While the aforementioned groups emerged as the leading parties in the legislative elections, neither could qualify to nominate a candidate for the presidential elections on their own. Therefore, in order to nominate a candidate, the parties had to secure coalitions with other parties in the DPR to propose a presidential candidate for direct presidential elections – that Indonesia has been following since 2004. According to the laws governing the Presidential elections, a political party must officially secure a minimum of 25 per cent of the popular vote or 20 per cent of seats in the Dewan Perwakilan Rakyat (DPR), the lower house of the parliament, to be eligible to nominate a presidential candidate.

Following the legislative elections in April 2014, the need for coalitions to secure the necessary percentage of seats and votes prompted Jokowi to request the former Vice President of Indonesia, Jusuf Kalla, to be his running mate.

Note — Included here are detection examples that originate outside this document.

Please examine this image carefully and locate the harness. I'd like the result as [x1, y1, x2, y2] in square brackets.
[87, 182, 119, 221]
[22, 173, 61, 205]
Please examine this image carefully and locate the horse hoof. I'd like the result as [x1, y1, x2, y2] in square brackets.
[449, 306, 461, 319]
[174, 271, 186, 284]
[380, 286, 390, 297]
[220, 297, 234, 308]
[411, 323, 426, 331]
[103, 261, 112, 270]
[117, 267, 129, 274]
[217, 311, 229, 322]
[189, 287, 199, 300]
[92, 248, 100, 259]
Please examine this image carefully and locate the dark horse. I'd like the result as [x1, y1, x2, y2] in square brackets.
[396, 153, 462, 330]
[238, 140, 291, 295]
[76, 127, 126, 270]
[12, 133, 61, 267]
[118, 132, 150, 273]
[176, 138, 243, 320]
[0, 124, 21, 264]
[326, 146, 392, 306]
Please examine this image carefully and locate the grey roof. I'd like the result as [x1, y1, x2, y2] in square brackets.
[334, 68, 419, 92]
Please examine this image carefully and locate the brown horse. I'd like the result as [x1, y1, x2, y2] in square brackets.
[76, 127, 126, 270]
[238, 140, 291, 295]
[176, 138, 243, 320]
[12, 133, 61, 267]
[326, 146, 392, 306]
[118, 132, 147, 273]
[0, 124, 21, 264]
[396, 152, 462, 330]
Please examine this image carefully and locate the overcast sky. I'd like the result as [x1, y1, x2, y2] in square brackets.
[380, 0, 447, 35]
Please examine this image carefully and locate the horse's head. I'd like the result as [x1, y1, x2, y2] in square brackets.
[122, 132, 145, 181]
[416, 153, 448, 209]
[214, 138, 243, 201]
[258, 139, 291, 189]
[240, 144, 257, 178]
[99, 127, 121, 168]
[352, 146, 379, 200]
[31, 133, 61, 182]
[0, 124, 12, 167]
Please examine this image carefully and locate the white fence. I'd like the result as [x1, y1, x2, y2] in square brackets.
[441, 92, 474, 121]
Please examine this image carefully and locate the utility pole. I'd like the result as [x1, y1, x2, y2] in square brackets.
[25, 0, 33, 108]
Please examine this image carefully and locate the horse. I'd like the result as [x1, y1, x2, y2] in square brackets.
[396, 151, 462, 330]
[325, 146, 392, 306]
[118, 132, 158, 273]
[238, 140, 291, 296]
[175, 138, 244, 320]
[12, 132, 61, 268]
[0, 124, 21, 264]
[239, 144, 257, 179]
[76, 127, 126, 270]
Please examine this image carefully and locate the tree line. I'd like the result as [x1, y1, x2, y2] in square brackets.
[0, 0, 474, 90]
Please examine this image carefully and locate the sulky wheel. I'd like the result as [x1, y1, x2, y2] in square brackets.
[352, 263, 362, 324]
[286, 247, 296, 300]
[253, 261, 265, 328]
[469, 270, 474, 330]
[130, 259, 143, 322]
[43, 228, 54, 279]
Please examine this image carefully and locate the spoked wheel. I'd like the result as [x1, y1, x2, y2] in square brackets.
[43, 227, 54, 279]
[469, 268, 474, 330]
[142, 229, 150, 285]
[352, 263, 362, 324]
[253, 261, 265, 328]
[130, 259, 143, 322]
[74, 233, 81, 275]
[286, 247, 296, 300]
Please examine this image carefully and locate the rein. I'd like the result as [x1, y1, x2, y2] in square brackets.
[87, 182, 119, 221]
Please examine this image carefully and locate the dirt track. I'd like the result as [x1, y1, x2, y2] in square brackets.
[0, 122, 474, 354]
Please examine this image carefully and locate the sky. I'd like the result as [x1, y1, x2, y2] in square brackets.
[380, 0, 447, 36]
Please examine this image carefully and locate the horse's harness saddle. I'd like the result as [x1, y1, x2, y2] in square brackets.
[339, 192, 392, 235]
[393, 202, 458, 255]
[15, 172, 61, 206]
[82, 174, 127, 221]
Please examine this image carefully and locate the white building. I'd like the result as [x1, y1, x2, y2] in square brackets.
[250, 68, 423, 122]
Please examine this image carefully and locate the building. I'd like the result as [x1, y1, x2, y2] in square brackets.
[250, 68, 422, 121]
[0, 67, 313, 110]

This combination was critical to Jokowi’s victory because Kalla is a former Chairman of the Golkar party that came in second in the legislative election. The tie-up with Kalla was potentially the trump card for Jokowi as this was seen as a critical factor in splitting the Golkar votes – given Kalla’s considerable influence among supporters.  Interestingly Aburizal Bakrie, the current Chairman of the Golkar, had, during one of the Party’s national meetings, stated that that the party actually backed the combination of Prabowo Subianto and his running mate, Hatta Rajasa. In fact, a split in the Golkar was a clear sign that Prabowo Subianto may not be acceptable to many due to his views on Indonesian nationalism and the human rights violations that he has been associated with under the Suharto regime.

In the finally tally, the Jokowi-Kalla combination won 53.16 per cent of the votes while the Prabowo-Rajasa combination won 46.48  per cent of the votes in what emerged as the most closely contested elections since Indonesia’s transition. With the victory of the Jokowi-Kalla group, Golkar may throw its full weight behind the new team, wanting to be on the right side of the political fault-line.

Of the electoral promises Jokowi made, the creation of ten million new jobs and continued economic reforms are the most significant challenges. Jusuf Kalla brings with him the experience in economic reforms, which also needs to translate into the much promised subsidies to assist in poverty alleviation. Agrarian land reforms need to be addressed, as does the crucial question of environmental conservation policies – that have to be implemented to counter detrimental effects of deforestation Indonesia has been facing. Rampant corruption and nepotism are critical factors that undermine the democratic consolidation in Indonesia. These are also crucial challenges which the new president and his team will have to tackle.